While these actions sufficed for the time being, over the long term, failing to mow, hay, or burn these fields will actually hurt these rare species. Absent management, trees and shrubs will overtake the fields and make them inhospitable to the sparrow and orchid. Our task, then, is to maintain the fields in a manner that helps the rare species without hurting them. I relish this challenge, because I think there is an opportunity here to accomplish agricultural and rare species goals in the same location. This issue also demonstrates the value of an ecological inventory. On each of these properties, a staff or contract ecologist conducted a survey and found rare species. While their findings make the job more difficult, they also make us better stewards of the land.

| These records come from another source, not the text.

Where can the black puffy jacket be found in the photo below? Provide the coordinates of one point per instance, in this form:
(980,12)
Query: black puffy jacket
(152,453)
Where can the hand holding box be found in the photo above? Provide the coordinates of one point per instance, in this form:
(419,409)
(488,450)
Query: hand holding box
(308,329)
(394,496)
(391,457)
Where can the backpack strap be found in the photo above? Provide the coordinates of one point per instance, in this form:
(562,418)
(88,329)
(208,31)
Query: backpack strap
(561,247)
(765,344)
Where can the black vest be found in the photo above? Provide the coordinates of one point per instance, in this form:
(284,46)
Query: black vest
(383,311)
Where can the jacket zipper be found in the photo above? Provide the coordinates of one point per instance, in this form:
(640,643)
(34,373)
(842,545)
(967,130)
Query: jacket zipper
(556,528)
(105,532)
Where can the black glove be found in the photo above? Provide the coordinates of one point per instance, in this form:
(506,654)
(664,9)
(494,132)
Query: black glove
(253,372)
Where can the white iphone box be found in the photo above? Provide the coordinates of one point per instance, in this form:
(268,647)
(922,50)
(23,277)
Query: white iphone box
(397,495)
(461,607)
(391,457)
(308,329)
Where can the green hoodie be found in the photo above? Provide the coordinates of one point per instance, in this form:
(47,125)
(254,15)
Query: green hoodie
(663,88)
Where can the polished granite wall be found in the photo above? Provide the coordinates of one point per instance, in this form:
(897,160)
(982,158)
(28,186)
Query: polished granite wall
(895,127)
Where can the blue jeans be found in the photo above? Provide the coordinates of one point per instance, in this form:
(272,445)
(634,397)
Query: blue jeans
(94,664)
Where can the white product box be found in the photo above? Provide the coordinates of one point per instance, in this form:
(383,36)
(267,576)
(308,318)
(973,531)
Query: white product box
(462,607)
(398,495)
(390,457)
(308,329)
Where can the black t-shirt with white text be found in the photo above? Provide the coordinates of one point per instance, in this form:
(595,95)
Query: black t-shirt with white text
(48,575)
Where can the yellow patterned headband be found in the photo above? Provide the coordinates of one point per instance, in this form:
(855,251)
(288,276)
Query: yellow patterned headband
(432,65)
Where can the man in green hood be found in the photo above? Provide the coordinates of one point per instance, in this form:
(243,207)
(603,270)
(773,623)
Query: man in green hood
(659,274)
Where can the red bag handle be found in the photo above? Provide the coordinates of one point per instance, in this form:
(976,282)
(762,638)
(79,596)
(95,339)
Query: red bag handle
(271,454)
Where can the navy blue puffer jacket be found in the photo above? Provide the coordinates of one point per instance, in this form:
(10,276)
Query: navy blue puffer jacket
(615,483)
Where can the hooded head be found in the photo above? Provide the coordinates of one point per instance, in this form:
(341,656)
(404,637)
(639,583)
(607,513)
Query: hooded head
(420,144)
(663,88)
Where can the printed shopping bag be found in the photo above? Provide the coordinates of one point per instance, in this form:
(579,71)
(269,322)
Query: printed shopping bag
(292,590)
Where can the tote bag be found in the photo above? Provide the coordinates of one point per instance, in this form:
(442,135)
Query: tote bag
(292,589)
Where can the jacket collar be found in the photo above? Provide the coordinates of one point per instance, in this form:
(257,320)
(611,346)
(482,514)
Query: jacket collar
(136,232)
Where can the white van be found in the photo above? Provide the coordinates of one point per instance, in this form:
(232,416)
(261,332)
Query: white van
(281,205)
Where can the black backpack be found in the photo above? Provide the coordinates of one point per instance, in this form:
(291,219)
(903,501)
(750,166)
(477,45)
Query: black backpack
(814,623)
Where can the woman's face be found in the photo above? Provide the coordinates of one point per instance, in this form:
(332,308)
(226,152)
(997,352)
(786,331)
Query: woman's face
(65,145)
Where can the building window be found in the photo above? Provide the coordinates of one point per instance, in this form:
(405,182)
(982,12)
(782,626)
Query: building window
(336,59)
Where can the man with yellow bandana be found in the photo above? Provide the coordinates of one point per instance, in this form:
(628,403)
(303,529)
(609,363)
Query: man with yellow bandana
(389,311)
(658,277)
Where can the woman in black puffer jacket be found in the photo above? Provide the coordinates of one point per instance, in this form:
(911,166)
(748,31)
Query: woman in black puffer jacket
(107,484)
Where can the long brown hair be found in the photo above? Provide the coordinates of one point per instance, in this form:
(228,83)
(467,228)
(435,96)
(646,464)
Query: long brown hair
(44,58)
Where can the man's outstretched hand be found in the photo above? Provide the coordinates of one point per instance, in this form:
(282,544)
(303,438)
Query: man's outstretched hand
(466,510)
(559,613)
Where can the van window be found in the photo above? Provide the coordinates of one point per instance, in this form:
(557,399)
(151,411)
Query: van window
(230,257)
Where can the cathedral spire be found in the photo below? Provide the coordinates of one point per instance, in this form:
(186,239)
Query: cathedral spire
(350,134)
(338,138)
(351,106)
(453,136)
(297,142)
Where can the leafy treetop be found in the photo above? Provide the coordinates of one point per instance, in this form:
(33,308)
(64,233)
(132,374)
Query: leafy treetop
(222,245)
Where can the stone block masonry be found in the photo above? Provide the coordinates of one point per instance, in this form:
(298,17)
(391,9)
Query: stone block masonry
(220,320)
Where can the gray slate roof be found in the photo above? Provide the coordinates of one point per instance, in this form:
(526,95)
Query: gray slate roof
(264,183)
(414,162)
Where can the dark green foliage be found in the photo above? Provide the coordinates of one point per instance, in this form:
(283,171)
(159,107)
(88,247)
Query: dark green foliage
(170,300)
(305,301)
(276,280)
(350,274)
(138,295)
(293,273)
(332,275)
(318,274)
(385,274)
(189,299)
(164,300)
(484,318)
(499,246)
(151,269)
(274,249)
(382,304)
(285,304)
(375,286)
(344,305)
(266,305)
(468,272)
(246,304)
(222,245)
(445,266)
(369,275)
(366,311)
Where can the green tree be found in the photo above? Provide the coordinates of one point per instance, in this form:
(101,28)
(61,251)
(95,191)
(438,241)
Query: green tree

Conservation restrictions will pose challenges. With a conservation restriction, a conservation organization does not own the land it protects, but rather holds the development rights to land that remains privately owned. At Sheriff's Meadow, we monitor each of our 40 conservation restrictions annually, and the burden of monitoring them, and enforcing them if needed, weighs heavily upon us. Mistakes on our part can carry significant penalties, including the revocation of our tax-exempt status. Conservation restrictions are serious obligations, and we will be working to improve our conservation restriction program and to strengthen partnerships with conservation landowners. Our work in this area will be another step toward adopting all of the land trust standards and practices as set forth by the national Land Trust Alliance.
One unique land management challenge facing Sheriff's Meadow Foundation in 2010 is the future of the Mitchell House, or the Hancock-Mayhew-Mitchell House, an antique house at Quansoo Farm. By some accounts the house dates back to the 1600s, by other accounts to the 1700s. Whatever its exact age is, it certainly is old and needs repair. In 2010, Sheriff's Meadow Foundation will work closely with the town of Chilmark on a good plan for this historic house. As a small but hopeful start, my family wove a wreath of cedar boughs and grape vines, trudged through the snow to the old house, and hung a wreath on its front door on Christmas.
Whether flush with funding or not, there is a great deal of work that the Island's conservation groups must do. There are properties to be conserved, ponds to be denitrified, invasive species to be controlled and rare species to be helped. There is an Island Grown Initiative that would benefit if more land were made available for farming, and there is an Island Plan with a host of conservation issues to be addressed.
I have faith that we will meet all of these challenges and others. I have faith because Martha's Vineyard is a community that strongly believes in conservation and generously supports it. Fifty years ago, Henry and Elizabeth Hough took a leap of faith and created Sheriff's Meadow Foundation. They gave the new foundation land that no other group wanted. In 2009, Sheriff's Meadow Foundation celebrated its fiftieth anniversary with a series of public walks, an amateur photo contest, and a gala event at the Allen Farm in July.
The real reason to celebrate, however, is found with a glance at a map of the conservation lands of Martha's Vineyard. The largest landowners on the Island today are conservation agencies and conservation organizations. On New Year's Day of 2010, the sun will rise over the conservation lands of Cape Poge and Wasque, set over conservation lands at the Gay Head Cliffs, and illuminate some 24,000 acres conservation land in between. Since the establishment of the Heath Hen Reservation in 1908, and mostly over the past 50 years, Martha's Vineyard has woven a wreath of conservation lands that rings the Island, and that is a reason for faith.